The monetary sense emerged in North America in the 1830s, during debates over paper currency and credit expansion. By the time of the American Civil War, when the Union printed greenbacks to finance the conflict, inflation had acquired its modern economic meaning: a general rise in prices resulting from an expansion of the money supply.2

1830s
The decade when inflation shifted from a medical term to an economic one in American English.

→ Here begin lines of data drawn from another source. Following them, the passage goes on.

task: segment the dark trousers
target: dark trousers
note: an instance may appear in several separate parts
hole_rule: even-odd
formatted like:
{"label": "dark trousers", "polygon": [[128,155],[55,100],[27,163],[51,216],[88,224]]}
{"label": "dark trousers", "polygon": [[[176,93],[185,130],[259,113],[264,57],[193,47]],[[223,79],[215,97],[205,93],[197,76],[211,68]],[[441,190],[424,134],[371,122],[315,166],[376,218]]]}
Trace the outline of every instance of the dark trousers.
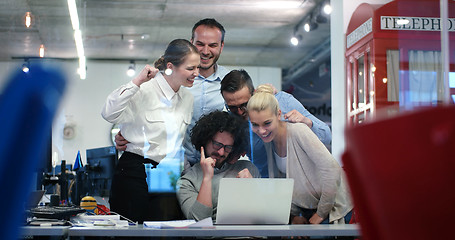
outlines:
{"label": "dark trousers", "polygon": [[[111,211],[133,222],[149,220],[149,194],[144,163],[149,159],[124,152],[115,168],[109,204]],[[154,164],[156,166],[157,163]]]}

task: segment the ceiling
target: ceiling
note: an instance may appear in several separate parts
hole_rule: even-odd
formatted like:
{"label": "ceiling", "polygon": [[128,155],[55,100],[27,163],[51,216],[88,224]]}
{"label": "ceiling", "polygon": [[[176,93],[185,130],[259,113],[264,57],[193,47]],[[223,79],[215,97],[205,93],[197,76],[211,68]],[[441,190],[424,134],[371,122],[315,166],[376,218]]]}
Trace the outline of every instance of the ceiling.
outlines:
{"label": "ceiling", "polygon": [[[330,24],[320,23],[290,45],[296,26],[322,0],[76,0],[89,61],[120,60],[152,63],[175,38],[189,39],[202,18],[215,18],[226,29],[222,65],[302,68],[317,58],[321,48],[330,50]],[[277,5],[278,3],[278,5]],[[32,25],[26,28],[26,12]],[[142,39],[141,37],[145,38]],[[0,61],[77,57],[67,1],[2,0],[0,2]]]}

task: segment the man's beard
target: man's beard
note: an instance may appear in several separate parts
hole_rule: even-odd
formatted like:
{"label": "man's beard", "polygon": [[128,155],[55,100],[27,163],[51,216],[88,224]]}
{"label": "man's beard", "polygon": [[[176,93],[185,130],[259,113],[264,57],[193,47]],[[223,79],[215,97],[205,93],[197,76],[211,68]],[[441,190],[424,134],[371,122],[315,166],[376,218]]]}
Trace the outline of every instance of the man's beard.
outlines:
{"label": "man's beard", "polygon": [[220,58],[220,55],[216,56],[216,57],[213,57],[213,61],[212,61],[212,64],[210,64],[208,67],[204,67],[204,66],[199,66],[200,69],[203,69],[203,70],[209,70],[210,68],[212,68],[216,62],[218,61],[218,58]]}
{"label": "man's beard", "polygon": [[220,156],[217,152],[210,154],[210,157],[216,159],[215,168],[221,168],[224,164],[226,157]]}

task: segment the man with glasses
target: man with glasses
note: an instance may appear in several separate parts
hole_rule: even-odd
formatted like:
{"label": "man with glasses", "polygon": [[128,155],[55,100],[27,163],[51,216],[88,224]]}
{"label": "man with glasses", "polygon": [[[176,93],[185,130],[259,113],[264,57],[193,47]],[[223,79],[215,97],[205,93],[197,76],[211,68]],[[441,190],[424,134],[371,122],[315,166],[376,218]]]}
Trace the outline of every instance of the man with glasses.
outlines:
{"label": "man with glasses", "polygon": [[[248,120],[246,105],[254,93],[251,77],[245,70],[233,70],[221,81],[221,95],[226,102],[226,108],[237,116]],[[278,100],[283,113],[282,119],[289,122],[301,122],[310,127],[324,144],[330,144],[332,135],[329,126],[313,116],[291,94],[283,91],[277,92]],[[246,129],[249,126],[245,126]],[[249,148],[246,153],[248,158],[258,167],[262,177],[268,177],[267,155],[262,140],[249,131]]]}
{"label": "man with glasses", "polygon": [[187,219],[216,219],[220,179],[260,177],[250,161],[228,161],[230,155],[246,150],[243,124],[243,120],[232,114],[213,111],[202,116],[191,129],[191,142],[201,151],[201,157],[179,179],[177,190],[177,199]]}

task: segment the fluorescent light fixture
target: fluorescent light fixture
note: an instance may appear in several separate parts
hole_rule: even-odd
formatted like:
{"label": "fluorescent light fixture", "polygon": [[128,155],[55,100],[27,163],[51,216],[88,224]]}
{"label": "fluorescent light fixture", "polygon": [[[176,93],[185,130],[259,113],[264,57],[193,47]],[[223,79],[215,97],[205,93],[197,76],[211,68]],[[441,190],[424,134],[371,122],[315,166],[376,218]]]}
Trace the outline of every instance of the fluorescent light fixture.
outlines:
{"label": "fluorescent light fixture", "polygon": [[39,57],[42,58],[44,57],[44,44],[41,44],[39,47]]}
{"label": "fluorescent light fixture", "polygon": [[84,54],[84,44],[82,43],[82,32],[81,30],[74,31],[74,41],[76,42],[77,56],[83,57]]}
{"label": "fluorescent light fixture", "polygon": [[77,15],[76,0],[68,0],[68,10],[74,30],[74,42],[76,43],[77,56],[79,57],[79,68],[77,72],[79,73],[79,77],[81,79],[85,79],[87,77],[86,58],[84,53],[84,44],[82,41],[82,32],[79,29],[79,17]]}
{"label": "fluorescent light fixture", "polygon": [[79,77],[84,80],[87,78],[87,69],[85,63],[85,56],[79,58],[79,68],[77,69],[77,73],[79,73]]}
{"label": "fluorescent light fixture", "polygon": [[73,30],[79,30],[79,17],[77,15],[76,0],[68,0],[68,10],[70,11]]}
{"label": "fluorescent light fixture", "polygon": [[32,25],[32,15],[30,12],[25,13],[25,26],[29,28]]}

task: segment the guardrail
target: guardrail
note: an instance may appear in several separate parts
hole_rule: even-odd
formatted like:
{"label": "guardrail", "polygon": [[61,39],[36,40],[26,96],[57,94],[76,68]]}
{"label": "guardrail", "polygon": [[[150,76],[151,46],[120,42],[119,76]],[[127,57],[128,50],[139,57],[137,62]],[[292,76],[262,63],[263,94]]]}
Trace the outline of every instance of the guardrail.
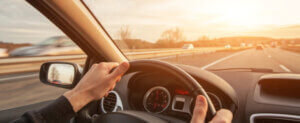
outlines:
{"label": "guardrail", "polygon": [[53,60],[66,60],[66,59],[83,59],[86,55],[64,55],[64,56],[35,56],[35,57],[16,57],[0,59],[0,65],[7,64],[22,64],[33,63]]}
{"label": "guardrail", "polygon": [[[239,47],[231,49],[241,49]],[[223,47],[209,47],[209,48],[196,48],[193,50],[187,49],[171,49],[171,50],[155,50],[155,51],[140,51],[140,52],[125,52],[129,59],[151,59],[174,56],[178,60],[180,55],[183,54],[202,54],[211,53],[220,50],[225,50]],[[65,56],[36,56],[36,57],[16,57],[16,58],[2,58],[0,59],[0,75],[37,71],[40,65],[47,61],[67,61],[84,64],[86,55],[65,55]]]}
{"label": "guardrail", "polygon": [[[193,49],[193,50],[181,49],[181,50],[163,50],[163,51],[126,52],[125,55],[132,59],[138,59],[138,58],[153,58],[153,57],[159,57],[163,55],[165,56],[165,55],[178,55],[178,54],[185,54],[185,53],[214,52],[219,49],[224,49],[224,48],[218,47],[218,48],[201,48],[201,49]],[[87,57],[86,55],[12,57],[12,58],[0,59],[0,65],[44,62],[44,61],[53,61],[53,60],[83,59],[86,57]]]}

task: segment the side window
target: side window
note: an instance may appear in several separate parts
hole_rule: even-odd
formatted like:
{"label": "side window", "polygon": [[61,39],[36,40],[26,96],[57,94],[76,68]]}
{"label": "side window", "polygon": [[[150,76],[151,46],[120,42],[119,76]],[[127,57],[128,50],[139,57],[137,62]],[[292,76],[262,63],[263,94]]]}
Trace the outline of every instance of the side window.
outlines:
{"label": "side window", "polygon": [[[56,46],[62,39],[62,46]],[[42,84],[39,69],[58,55],[82,56],[82,50],[25,0],[0,1],[0,110],[48,101],[66,89]]]}

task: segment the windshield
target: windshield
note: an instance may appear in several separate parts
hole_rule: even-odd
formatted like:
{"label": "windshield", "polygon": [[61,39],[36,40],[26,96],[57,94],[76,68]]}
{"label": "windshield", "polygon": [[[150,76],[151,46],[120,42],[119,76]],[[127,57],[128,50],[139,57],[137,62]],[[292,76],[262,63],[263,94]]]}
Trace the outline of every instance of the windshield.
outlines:
{"label": "windshield", "polygon": [[130,60],[300,72],[298,0],[84,3]]}

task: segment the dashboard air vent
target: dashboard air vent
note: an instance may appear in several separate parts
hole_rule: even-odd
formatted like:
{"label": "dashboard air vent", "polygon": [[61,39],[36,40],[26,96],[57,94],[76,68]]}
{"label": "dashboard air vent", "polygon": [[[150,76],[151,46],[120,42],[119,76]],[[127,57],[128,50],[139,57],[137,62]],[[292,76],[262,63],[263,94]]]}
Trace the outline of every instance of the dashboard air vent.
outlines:
{"label": "dashboard air vent", "polygon": [[117,96],[115,93],[109,93],[107,97],[103,99],[103,108],[105,112],[112,112],[116,108]]}

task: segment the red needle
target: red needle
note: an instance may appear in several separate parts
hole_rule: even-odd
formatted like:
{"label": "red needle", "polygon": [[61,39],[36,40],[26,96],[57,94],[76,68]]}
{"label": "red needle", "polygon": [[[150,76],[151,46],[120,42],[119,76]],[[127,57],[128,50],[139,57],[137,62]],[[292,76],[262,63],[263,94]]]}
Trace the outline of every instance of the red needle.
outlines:
{"label": "red needle", "polygon": [[156,91],[155,100],[158,100],[158,90]]}

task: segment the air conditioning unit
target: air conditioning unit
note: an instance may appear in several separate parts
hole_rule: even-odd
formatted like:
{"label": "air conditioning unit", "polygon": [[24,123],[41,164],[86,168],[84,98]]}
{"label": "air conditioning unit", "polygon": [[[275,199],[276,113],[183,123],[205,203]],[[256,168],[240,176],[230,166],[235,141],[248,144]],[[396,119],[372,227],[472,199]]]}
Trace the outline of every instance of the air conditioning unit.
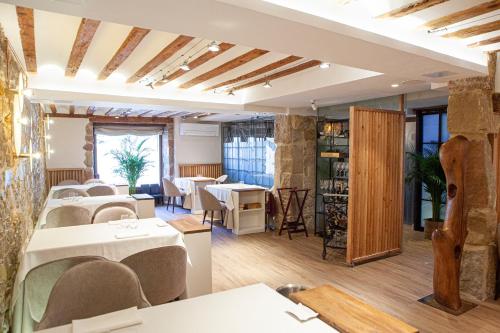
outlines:
{"label": "air conditioning unit", "polygon": [[218,124],[181,123],[180,135],[185,136],[219,136]]}

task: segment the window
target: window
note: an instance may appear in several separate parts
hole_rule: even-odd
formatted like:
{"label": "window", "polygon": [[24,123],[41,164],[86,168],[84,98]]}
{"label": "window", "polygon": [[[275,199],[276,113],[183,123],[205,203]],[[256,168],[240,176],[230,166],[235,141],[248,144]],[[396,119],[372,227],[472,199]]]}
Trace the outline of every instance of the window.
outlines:
{"label": "window", "polygon": [[[448,141],[448,115],[446,106],[417,110],[417,151],[436,150]],[[421,184],[417,186],[417,205],[415,214],[415,230],[423,230],[424,220],[432,216],[430,195]],[[445,204],[441,209],[441,217],[445,215]]]}
{"label": "window", "polygon": [[231,182],[271,188],[274,184],[274,122],[251,121],[223,126],[224,172]]}

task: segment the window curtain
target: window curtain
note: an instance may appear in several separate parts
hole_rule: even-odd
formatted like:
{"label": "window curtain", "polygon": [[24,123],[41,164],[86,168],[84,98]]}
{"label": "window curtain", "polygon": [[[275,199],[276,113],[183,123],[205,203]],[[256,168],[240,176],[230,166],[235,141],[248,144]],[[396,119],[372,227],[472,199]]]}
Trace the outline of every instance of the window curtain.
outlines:
{"label": "window curtain", "polygon": [[94,125],[95,134],[150,136],[163,133],[163,126]]}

The metaphor embedded in the word is telling. To inflate something is to fill it with air, to make it appear larger than its substance warrants. When the word migrated from medicine to economics, it carried that implication with it. Rising prices were not growth. They were swelling, an unhealthy expansion that created the appearance of value without the reality.3

German speakers use the same Latin root. The hyperinflation of the Weimar Republic in 1923, when prices doubled every few days, gave the word an existential weight it had never carried before.4 In November 1923, a loaf of bread cost 200 billion marks. The word that once described a swollen ankle now described the collapse of a currency and the savings of an entire generation.

14th century
Inflation entered English as a medical term meaning physical swelling.
1830s
The word acquired its monetary meaning in North America during debates over paper currency.
1860s
Union greenbacks during the American Civil War cemented the economic usage.
1923
German hyperinflation gave the word existential weight, with bread reaching 200 billion marks.
1 Oxford English Dictionary, s.v. "inflation." Earliest English usage in the physical sense dates to the fourteenth century.
2 Douglas Harper, "inflation," Online Etymology Dictionary. The monetary sense appeared in the 1830s in North America.
3 Harper, Online Etymology Dictionary.
4 Adam Fergusson, When Money Dies: The Nightmare of Deficit Spending, Devaluation, and Hyperinflation in Weimar Germany (London: William Kimber, 1975).